You can run npm install --no-optional command in linux system to avoid above warning.
Further information
https://github.com/npm/npm/issues/14185
https://github.com/npm/npm/issues/5095
If you want to hide this warn, you just need to install fsevents as a optional dependency.
Just execute:
npm i fsevents#latest -f --save-optional
..And the warn will no longer be a bother.
npm i -f
I'd like to repost some comments from this thread, where you can read up on the issue and the issue was solved.
This is exactly Angular's issue. Current package.json requires fsevent
as not optionalDependencies but devDependencies. This may be a problem
for non-OSX users.
Sometimes
Even if you remove it from package.json npm i still fails because
another module has it as a peer dep.
So
if npm-shrinkwrap.json is still there, please remove it or try npm i
-f
package.json counts with a optionalDependencies key.
NPM on Optional Dependencies.
You can add fsevents to this object and if you find yourself installing packages in a different platform than MacOS, fsevents will be skipped by either yarn or npm.
"optionalDependencies": {
"fsevents": "2.1.2"
},
You will find a message like the following in the installation log:
info fsevents#1.2.11: The platform "linux" is incompatible with this module.
info "fsevents#1.2.11" is an optional dependency and failed compatibility check. Excluding it from installation.
info fsevents#2.1.2: The platform "linux" is incompatible with this module.
info "fsevents#2.1.2" is an optional dependency and failed compatibility check. Excluding it from installation.
Hope it helps!
I found the same problem and i tried all the solution mentioned above and in github. Some works only in local repository, when i push my PR in remote repositories with travic-CI or Pipelines give me the same error back. Finally i fixed it by using the npm command below.
npm audit fix --force
This no longer happens with npm v7. You can update your npm version or update to node v15 or higher, which by default installs npm v7.
Follow these steps -
Go to the project's "package.lock.json" file
Press "Ctrl+F" (to enable search)
Type "darwin"
Rename it to 'linux'
I also had the same issue though am using MacOS. The issue is kind of bug. I solved this issue by repeatedly running the commands,
sudo npm cache clean --force
sudo npm uninstall
sudo npm install
One time it did not work but when I repeatedly cleaned the cache and after uninstalling npm, reinstalling npm, the error went off.
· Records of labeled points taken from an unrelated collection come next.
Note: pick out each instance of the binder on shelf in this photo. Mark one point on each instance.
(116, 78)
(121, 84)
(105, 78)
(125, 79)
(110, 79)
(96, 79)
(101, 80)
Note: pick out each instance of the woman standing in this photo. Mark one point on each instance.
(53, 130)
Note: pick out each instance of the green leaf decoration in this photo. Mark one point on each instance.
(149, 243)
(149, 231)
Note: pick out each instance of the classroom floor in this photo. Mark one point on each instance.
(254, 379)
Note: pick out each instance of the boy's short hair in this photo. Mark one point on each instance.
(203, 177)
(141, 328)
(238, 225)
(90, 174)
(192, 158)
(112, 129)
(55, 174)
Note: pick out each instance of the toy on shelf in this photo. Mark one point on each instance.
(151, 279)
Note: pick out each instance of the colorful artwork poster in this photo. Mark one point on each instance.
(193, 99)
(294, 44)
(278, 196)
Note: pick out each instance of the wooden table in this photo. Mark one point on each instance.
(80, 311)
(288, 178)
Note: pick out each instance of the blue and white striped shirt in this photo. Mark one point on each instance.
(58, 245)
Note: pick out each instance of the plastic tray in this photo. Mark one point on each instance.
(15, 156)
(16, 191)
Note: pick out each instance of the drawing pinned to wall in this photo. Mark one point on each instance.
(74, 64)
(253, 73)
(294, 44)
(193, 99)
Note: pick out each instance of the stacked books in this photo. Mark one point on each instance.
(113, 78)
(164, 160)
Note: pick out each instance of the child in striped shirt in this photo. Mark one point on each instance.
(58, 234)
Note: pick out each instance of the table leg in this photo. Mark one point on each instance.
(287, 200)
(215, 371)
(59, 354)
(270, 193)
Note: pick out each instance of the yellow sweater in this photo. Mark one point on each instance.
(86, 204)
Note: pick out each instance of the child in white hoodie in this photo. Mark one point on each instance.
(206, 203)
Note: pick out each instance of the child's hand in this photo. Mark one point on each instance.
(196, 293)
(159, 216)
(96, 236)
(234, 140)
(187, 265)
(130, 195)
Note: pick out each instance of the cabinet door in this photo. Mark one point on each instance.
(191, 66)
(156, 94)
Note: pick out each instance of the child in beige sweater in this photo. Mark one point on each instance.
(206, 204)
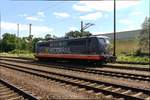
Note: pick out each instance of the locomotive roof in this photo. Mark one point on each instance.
(57, 39)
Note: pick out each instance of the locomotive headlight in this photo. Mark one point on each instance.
(108, 46)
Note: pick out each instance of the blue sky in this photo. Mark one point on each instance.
(59, 17)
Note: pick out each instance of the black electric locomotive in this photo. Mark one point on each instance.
(92, 48)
I am using Angular 8 and this issue is common
Instead of using --no-optional every single time, we can just add it to npm or yarn config.
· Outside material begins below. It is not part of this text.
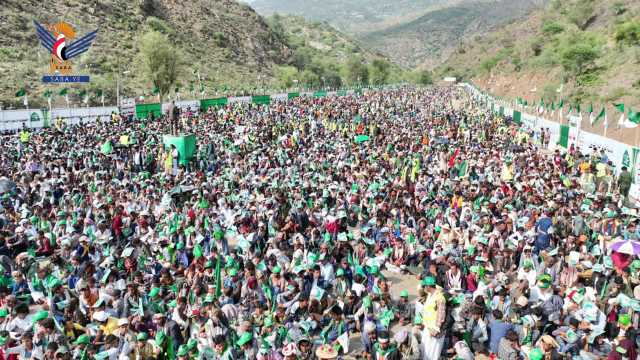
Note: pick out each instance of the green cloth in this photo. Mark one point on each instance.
(186, 145)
For Yarn, there is a default no-optional config, so we can just edit that:
yarn config set ignore-optional true
For npm, there is no default config set, so we can create one:
npm config set ignore-optional true
Do this:
npm install --no-optional
For more info on this go through: https://github.com/npm/npm/issues/11632
I'm using,
Angular CLI: 8.1.2
Node: 12.14.1
OS: win32 x64
Strangely, this helped me
npm cache clean --force
npm uninstall #angular/cli
npm install #angular/cli#8.1.2
For anyone reading it recently, the simplest thing to do on Ubuntu is to install the latest LTS versions of nvm, node.js, and nmp. from version 7 of node.js, these issues have been sorted out.
Refer to this guide:
https://computingforgeeks.com/how-to-install-node-js-on-ubuntu-debian/
I solved this by deleting the node_modules folder and running npm i.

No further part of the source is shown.